I left in late 1993. Many of those same machines were 10+ years old when I returned several years later on contract (1998)
TCO on those machines was low. They were fully depreciated. And because of how this company was regulated they earned money on them and earned a lot more once they were fully depreciated. (allowable rate of return on capital)
They eventually moved to PC’s - and promptly hopped on the “upgrade every 3-5 years cycle” and are still there today.
Except for the dept’s that have remained with Macs because they had custom software etc (demonstrable business need)
They had just finished rolling out NT 5 when XP landed. XP when Vista landed and I think they just finished rolling out Windows 7 as Windows 8 landed.
I don’t miss that
Those days are back!
AutoCAD exists for Mac again.
CAD Software - AutoCad for Mac & Windows
[quote=109074:@Michel Bujardet]The guy sells well VMWare Fusion
That said, there are corporate areas where Mac is a de facto standard. Publishing departments, advertisement, architecture …[/quote]
These days it goes further than this.
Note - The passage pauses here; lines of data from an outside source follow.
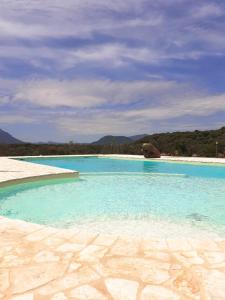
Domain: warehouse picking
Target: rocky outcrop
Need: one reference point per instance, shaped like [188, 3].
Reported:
[150, 151]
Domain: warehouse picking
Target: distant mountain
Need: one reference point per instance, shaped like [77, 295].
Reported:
[115, 140]
[6, 138]
[138, 137]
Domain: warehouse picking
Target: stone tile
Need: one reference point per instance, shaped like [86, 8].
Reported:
[158, 255]
[29, 296]
[30, 277]
[82, 276]
[156, 245]
[122, 289]
[46, 256]
[188, 258]
[179, 245]
[153, 292]
[4, 280]
[12, 260]
[104, 240]
[206, 245]
[147, 270]
[214, 283]
[73, 267]
[70, 247]
[92, 253]
[87, 292]
[124, 247]
[59, 296]
[53, 241]
[214, 257]
[83, 237]
[41, 234]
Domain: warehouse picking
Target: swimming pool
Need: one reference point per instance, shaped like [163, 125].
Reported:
[127, 195]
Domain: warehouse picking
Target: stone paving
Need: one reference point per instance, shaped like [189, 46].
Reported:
[14, 171]
[39, 262]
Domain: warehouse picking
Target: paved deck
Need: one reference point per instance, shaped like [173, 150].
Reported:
[14, 171]
[39, 262]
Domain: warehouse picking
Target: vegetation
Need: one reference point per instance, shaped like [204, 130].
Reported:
[199, 143]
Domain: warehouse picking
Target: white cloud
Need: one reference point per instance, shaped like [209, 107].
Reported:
[91, 93]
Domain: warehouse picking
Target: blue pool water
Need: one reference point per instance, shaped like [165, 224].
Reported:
[97, 164]
[116, 189]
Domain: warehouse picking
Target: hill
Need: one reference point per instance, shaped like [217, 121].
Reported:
[188, 143]
[113, 140]
[118, 140]
[6, 138]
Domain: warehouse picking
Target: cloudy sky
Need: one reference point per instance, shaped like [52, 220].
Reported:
[80, 69]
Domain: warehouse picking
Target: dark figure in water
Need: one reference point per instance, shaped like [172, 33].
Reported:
[150, 151]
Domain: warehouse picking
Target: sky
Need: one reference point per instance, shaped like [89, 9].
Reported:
[80, 69]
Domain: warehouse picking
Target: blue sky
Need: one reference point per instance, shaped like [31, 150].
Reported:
[77, 70]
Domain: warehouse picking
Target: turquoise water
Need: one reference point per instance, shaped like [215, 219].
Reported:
[111, 189]
[95, 164]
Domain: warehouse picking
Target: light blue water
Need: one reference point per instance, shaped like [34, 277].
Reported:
[95, 164]
[133, 190]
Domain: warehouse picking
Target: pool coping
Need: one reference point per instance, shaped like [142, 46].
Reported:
[42, 262]
[13, 171]
[34, 172]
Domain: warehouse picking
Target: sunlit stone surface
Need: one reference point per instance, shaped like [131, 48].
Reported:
[37, 262]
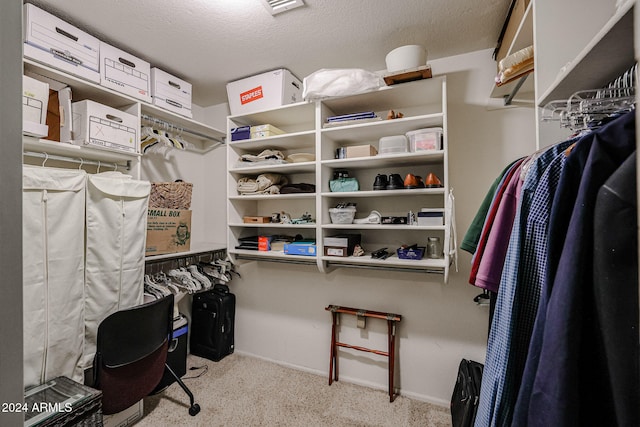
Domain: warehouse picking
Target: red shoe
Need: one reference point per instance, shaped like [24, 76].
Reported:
[432, 181]
[411, 181]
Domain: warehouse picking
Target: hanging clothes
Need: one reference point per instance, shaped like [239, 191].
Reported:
[116, 225]
[567, 306]
[490, 221]
[616, 294]
[508, 339]
[53, 210]
[471, 238]
[568, 349]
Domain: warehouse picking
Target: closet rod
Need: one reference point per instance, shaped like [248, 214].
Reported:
[169, 125]
[390, 268]
[78, 160]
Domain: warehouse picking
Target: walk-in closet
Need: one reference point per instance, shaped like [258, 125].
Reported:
[306, 212]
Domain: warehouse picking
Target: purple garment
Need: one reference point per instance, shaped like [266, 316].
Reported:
[492, 262]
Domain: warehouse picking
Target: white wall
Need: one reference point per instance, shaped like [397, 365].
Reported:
[11, 378]
[280, 307]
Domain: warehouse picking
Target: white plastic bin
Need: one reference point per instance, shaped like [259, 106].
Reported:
[425, 139]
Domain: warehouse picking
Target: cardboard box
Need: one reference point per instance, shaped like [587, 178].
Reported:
[256, 219]
[240, 133]
[170, 92]
[264, 91]
[263, 131]
[125, 418]
[35, 99]
[124, 72]
[341, 245]
[50, 40]
[301, 247]
[59, 117]
[168, 231]
[101, 126]
[512, 28]
[431, 217]
[361, 151]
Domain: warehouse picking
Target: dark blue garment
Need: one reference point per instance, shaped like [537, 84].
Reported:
[509, 339]
[566, 392]
[535, 253]
[615, 274]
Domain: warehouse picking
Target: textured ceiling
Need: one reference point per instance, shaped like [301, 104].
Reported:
[212, 42]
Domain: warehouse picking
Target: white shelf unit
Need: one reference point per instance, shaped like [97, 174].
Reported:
[601, 60]
[298, 123]
[597, 47]
[201, 136]
[423, 104]
[522, 89]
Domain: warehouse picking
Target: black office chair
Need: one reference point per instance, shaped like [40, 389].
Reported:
[131, 354]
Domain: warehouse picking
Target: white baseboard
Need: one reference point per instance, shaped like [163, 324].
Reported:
[347, 379]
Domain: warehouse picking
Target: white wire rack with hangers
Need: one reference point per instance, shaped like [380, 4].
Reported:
[588, 109]
[161, 136]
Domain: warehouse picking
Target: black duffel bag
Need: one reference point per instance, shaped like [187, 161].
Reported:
[466, 393]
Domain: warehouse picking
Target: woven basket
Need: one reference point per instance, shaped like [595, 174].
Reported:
[171, 195]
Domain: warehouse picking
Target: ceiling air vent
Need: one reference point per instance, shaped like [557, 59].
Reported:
[278, 6]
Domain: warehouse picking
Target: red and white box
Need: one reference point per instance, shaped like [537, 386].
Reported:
[124, 72]
[264, 92]
[170, 92]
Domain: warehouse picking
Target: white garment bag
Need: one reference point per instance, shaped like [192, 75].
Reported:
[53, 273]
[116, 233]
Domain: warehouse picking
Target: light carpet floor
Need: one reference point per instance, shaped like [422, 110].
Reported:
[246, 391]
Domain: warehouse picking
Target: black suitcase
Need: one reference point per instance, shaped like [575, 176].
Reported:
[466, 393]
[212, 324]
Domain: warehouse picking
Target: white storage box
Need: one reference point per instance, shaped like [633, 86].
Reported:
[50, 40]
[264, 91]
[431, 217]
[263, 131]
[124, 72]
[35, 98]
[393, 144]
[342, 215]
[98, 125]
[170, 93]
[425, 139]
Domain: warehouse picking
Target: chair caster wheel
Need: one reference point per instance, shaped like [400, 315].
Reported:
[194, 410]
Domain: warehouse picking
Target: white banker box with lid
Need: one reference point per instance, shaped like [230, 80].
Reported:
[264, 91]
[101, 126]
[170, 92]
[124, 72]
[50, 40]
[35, 98]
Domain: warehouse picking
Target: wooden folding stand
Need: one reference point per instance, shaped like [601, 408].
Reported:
[362, 314]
My corporation (one of the top 10 largest in the world) started a mac pilot three years ago. Nowadays most of IT has moved to Mac and most of the executives have as well.
I’m sure this happened due to BYOD forcing Windows-only teams to open to other platforms, a sort of gateway drug. Once the door was opened it was allowed for users to bring their own computers in some situations and it turned out most of IT had macs at home (I know me and my whole team did) and we all then turned into the Mac pilot (of which we’re not veterans but thousands of new mac users join all the time).
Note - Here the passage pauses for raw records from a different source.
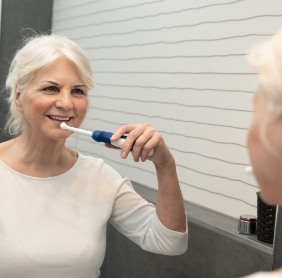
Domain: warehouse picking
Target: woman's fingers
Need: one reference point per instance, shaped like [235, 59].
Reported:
[141, 139]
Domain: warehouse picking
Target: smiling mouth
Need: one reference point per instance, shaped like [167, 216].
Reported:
[58, 118]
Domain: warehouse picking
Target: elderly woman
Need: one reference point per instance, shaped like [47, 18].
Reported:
[56, 202]
[265, 133]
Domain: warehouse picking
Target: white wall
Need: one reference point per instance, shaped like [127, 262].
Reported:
[181, 66]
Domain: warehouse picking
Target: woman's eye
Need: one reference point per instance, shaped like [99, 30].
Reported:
[78, 92]
[51, 89]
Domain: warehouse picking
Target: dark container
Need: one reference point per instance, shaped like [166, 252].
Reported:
[266, 214]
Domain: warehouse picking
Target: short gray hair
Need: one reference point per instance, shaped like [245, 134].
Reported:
[267, 59]
[37, 52]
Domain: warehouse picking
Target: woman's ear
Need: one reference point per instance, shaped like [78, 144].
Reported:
[18, 100]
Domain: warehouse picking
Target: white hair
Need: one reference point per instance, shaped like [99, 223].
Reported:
[37, 52]
[267, 59]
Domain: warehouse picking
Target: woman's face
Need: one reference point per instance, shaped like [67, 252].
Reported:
[55, 94]
[267, 164]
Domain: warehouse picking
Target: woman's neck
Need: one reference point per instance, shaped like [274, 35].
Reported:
[38, 158]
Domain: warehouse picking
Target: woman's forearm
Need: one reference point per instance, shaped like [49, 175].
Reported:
[170, 206]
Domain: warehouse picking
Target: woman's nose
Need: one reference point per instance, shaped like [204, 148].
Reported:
[64, 101]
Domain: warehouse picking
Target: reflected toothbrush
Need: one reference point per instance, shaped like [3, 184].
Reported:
[98, 136]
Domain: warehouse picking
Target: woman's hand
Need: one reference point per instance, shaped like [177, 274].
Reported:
[141, 139]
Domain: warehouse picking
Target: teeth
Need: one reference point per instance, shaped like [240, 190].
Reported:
[59, 118]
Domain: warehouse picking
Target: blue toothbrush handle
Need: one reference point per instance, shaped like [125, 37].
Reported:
[105, 136]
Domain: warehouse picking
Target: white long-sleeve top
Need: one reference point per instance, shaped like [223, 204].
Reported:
[56, 226]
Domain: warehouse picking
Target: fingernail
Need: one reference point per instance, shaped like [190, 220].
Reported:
[123, 155]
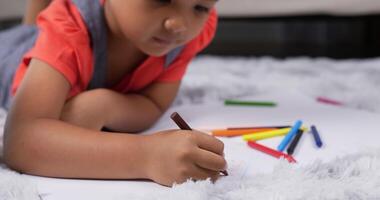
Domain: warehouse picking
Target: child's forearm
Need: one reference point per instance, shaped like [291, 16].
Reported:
[53, 148]
[33, 8]
[131, 113]
[100, 108]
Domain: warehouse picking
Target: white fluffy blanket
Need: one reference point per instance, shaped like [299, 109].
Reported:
[354, 82]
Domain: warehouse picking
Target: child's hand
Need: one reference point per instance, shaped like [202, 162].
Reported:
[178, 155]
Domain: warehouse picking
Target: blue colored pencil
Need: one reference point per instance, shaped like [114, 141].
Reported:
[294, 143]
[293, 131]
[317, 138]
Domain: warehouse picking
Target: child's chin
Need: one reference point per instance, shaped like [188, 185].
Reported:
[157, 53]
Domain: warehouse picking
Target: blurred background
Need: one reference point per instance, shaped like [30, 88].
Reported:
[281, 28]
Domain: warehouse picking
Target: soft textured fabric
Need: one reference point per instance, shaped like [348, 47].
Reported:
[64, 44]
At this stage I’d say the Mac population in my company has a greater % share than macs to at home:
http://online.wsj.com/news/articles/SB10001424052970203721704577156704148493394
Believe me, if my company is accepting Macs then it is a big trend
Interesting (and relevant!) bit of trivia: The software being used to provide an intranet “app store” and the remote administration needs is Xojo-Based (or, rather, RealStudio-Based): http://www.jamfsoftware.com/
Funnily, “move to Cocoa” is a point of discussion there as well, but for other reasons
https://jamfnation.jamfsoftware.com/featureRequest.html?id=712
I commute most days of the week into London and I would say at least 50% of laptop users on the train are using mac. It surprised me how many did.
when I was working in SLough and staying in London, on the train out to Slough and back in in the evening, I would say there was a higher precentage of Macs on the train. Then again myself and my peers might have been skewing the precentages some. The company I was (am) working for, the geeks (engineers/system admins) were given a choice of a Mac or a Windows machine. Some of us tooks Macs as that was their choice platform. Some took Macs since it had less overhead mgt software running on them from corpIT.
Macs in the enterprise has risen a lot in the last few years. Not enough that Microsoft is worried. But enough that Microsoft is now supporting Macs on some of their enterprise software (like SCCM).
Some years ago, when I worked in IT, I felt that one of the reasons the department was opposed to Macs was that Windows literally kept us in a job…
I have spoken to several CIOs/Head of IT that prefer windows as they have the tools to lock down and really restrict what the "PC"s can do (and not do). My response is if you have to be that paranoid and lock everything down, so your employees dont do anything wrong, you have the wrong employees. A few got what I was saying, most didnt. Sad.
if I ever interview again (should say IF but WHEN since we all do it at some point), I ask about what laptop options do we get and what software/hardware restrictions they have put on the laptops. I am lucky that my current employer doesnt have a lot of restrictive software (on either platform PC or MAC).